2.4.5 Modeling the relationship of acoustic indices with landscape metrics

We analyzed the relationship between acoustic indices and landscape metrics (ent, Forest, dist.rivers, dist.roads, NumP and MPE; Table 1). We did not used in this analysis other landscape metrics because they were highly correlated.

We performed generalized linear mixed-effects models to analyze the relationship between each acoustic indices and landscape variables. Models were fitted using the median per hour and per cell of the grid of every acoustic index as the response variable, the landscape metrics as independent fixed effects, and the recorder as a random effect. We included an autoregressive covariance structure (AR1) for hour of the day to account for potential temporal autocorrelation. Acoustic indices outliers were removed before analysis. Landscape metrics were standardized to improve model convergence.

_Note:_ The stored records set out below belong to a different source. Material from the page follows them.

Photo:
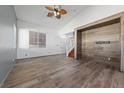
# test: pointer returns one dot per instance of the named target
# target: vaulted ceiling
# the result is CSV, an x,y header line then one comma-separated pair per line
x,y
37,14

We fitted NDSI, Hf, Ht, TE, MAE, Hm and HvSPL indices with beta error structure; NDSI was transformed before the analysis to convert its values between 0–1 using the formula (NDSI +1)/2 (Fairbrass et al., 2017). ACI, BIO, AAdur, AAduranth, dif_L10L90, roughness and dfreq were fitted using a gamma structure and log link function; ADI, msldBA_low and mdBGL with a Gaussian structure; and NP with a negative binomial structure as it is a count variable. Models were built using the R package glmmTMB (Brooks et al., 2017) and assumptions were checked using DHARMa package (Hartig, 2022).

2.4.6 Aural detection of biophonies and anthrophonies

A thorough review of the audio from 13 recorders was carried out aurally. We reviewed 10 min every half hour from 5:00 a.m. to 6:00 p.m. for three consecutive days in each recorder. The audios were searched for acoustic events, such as biophonies and anthrophonies, using the Adobe Audition program for listening and visualization. Biophonies were classified into taxonomic groups of birds, insects, amphibians, and mammals. We registered the duration in time (seconds) of each category of acoustic events for each hour of the day. We then summarized all categories into their mean and standard error per hour for comparison among clusters.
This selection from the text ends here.